Judges write opinions, which carry significant weight with other judges.

One of the themes of this course is watching how judges and legislators grapple with complex social changes wrought via technology. Sometimes it seems that the courts, at least, are getting better at this, decade by decade. However, note the following:

Wednesday, January 18, 2012: Wikipedia shut down entirely, and Google made their logo go dark, in protest of the proposed SOPA/PIPA laws. These laws have since gone nowhere.
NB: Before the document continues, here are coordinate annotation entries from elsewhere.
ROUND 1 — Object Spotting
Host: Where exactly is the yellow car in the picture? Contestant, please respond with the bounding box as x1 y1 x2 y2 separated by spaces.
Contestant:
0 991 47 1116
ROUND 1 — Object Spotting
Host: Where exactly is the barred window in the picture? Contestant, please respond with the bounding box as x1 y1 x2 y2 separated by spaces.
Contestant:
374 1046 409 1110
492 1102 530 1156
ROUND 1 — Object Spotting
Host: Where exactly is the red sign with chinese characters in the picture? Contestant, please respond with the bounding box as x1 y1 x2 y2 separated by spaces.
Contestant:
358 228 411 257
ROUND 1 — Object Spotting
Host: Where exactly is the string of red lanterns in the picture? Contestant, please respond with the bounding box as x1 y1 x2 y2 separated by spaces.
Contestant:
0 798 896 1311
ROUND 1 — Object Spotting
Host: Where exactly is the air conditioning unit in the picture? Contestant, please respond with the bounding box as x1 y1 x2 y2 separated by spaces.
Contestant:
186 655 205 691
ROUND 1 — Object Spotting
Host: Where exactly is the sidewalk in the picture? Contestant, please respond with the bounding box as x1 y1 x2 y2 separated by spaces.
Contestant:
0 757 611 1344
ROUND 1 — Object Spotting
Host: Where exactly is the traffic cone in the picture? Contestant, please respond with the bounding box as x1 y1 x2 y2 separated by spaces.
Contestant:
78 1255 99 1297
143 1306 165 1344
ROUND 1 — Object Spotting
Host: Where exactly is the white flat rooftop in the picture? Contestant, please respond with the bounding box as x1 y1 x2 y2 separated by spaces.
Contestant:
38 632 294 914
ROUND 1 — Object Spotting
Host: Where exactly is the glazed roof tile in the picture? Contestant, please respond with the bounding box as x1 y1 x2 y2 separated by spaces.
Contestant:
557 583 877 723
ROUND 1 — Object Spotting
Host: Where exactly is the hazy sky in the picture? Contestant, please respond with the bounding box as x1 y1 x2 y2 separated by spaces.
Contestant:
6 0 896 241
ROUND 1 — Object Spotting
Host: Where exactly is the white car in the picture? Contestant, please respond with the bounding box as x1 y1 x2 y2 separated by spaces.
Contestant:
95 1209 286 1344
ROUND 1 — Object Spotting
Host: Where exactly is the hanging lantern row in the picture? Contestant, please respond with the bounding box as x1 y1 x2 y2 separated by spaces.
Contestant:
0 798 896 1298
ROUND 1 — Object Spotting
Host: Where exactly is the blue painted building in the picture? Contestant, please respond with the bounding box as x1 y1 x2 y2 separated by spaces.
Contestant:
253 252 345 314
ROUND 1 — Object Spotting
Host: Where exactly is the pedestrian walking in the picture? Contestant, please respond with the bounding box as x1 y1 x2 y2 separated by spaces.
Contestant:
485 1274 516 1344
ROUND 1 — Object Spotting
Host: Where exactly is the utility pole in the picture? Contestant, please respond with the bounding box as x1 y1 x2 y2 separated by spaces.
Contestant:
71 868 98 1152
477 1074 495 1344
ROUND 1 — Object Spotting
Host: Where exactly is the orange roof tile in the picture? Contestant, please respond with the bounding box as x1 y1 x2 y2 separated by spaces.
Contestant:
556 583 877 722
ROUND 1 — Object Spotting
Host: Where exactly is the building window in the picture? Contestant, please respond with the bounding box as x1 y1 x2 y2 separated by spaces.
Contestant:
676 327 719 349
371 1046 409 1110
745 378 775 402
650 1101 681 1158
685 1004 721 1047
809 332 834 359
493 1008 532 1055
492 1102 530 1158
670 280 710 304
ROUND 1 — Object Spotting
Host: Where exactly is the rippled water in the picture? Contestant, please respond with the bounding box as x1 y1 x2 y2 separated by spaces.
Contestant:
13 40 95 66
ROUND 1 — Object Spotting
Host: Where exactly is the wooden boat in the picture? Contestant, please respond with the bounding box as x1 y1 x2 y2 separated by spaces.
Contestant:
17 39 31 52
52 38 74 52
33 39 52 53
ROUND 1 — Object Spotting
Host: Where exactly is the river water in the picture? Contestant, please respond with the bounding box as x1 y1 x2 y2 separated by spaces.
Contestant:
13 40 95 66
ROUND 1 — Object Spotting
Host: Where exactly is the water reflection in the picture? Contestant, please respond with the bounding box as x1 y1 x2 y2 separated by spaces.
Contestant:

SOPA and PIPA represent an astonishing degree of technological cluelessness. More below.


File Sharing

First, a clarification: by "file-sharing" I mean the free exchange of .mp3 files (and now video files) on the internet, typically peer-to-peer (because big servers are subject to lawsuits, unless they are offshore). The person uploading the music does not receive compensation, either directly or through advertising. Some file-sharing software is advertising-supported, but that's a separate issue.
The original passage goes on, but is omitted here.